Cowgirl Sass & Savvy

Angels in the night

by Julie Carter

There are people that pass through our lives that we know we won’t ever forget for one reason or another. John Gaffney is one of those for me.

I always think of John in the dead of winter when the snow has been deep, the thaw has begun, the sky is back to clear but the nights are bitter cold. It was in such a time that I first met him.

John, well into his 80s, was a determined independent soul that loved nothing more than to get in his car, leave the city and head to the hills and wide-open spaces with no particular destination in mind.

On this particular winter day, he did just that. What followed was a series of events that could only be explained by “divine intervention.”

It was past 11 p.m., when a couple of cowboys were headed home from a day of mountain lion hunting. They were running late in the night because the hounds, as they will do, hadn’t returned until long after dark.

It was bitter cold with most of the foot of snow that had fallen the day before still on the ground. They left one ranch where they’d been hunting and headed south to home down a dirt road full of deep frozen ruts.

About half way into the 14 mile drive, the call of nature enticed the driver to pull over to answer it, even though it not that far to home. Both cowboys stepped out of the pickup into the cold starlit night with a plan to “visit” the backside of the horse trailer. 

Out of the darkness, a ways back from the road from beneath a big cedar tree, came a weak voice, calling “help, help.” 

Both men looked at each other, not sure if they were hearing things or if perhaps one of them thought the other had one beer too many.  One cowboy was sure it was some sort of a set up or an ambush, so he reached in the pickup to get his pistol.

The other cowboy wandered toward the voice without thinking a thing about it except, “what or who in the world could that be?” 

It was John.  Earlier in the day, he’d gotten his car completely stuck in the mud and snow on a county road a few miles from where these cowboys found him.
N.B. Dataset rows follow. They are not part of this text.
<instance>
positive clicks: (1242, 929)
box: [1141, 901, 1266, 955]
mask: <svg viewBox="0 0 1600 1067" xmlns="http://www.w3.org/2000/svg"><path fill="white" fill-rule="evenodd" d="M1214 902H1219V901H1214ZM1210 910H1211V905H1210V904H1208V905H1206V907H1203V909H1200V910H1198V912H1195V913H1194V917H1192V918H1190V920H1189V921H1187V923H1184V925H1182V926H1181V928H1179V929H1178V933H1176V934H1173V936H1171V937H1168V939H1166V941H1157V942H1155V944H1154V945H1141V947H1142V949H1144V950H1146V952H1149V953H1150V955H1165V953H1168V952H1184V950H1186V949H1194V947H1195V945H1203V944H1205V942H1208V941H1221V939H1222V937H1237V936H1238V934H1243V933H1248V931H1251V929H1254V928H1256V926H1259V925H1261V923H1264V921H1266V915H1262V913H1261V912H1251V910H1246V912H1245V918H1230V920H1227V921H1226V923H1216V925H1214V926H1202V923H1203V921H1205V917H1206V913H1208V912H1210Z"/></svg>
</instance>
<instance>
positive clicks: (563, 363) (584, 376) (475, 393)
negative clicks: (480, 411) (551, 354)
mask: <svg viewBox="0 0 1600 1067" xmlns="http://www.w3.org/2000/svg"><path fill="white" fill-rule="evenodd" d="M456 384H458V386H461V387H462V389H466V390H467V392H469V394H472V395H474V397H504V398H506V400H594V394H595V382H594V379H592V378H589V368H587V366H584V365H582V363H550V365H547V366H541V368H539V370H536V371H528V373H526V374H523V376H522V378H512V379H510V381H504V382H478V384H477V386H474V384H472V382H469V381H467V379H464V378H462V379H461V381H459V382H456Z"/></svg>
He’d made several attempts to walk for help, but not knowing the area, had no idea which way to go to the nearest house. Just hoping for some luck, he took the left fork in the road when he came to it, and walked on.

It was sunny and relatively warm in the afternoon when he started out. He wore only a light shirt, cardigan sweater, dress slacks and dress shoes with thin socks. 

The shoes and socks got wet right away and as the sun began to set, a chill settled over John. But he kept walking.

The thermometer dropped into the teens when darkness settled in. Finally late in the night, cold, miserable and totally disoriented, he curled up in a cedar tree and prayed. 

He later told his rescuers that he thought he was going to die. When he heard the pickup pulling a rattling stock trailer coming down the road, he began to call for help.

Help was delivered to him. In the middle of the night, in the middle of nowhere, from someone that under normal circumstance would never have been there.

There wasn’t anyone present that night that didn’t know that none of what happened was coincidence. Too many ifs. If the dogs had not come in late, if they’d never stopped the pickup in the exact place that they did.

Harder to talk about for some than others, John never quit giving praise for his answered prayers.  He said he’d been sent two angels to save him. It didn’t bother him one bit that his angels had been wearing cowboy boots.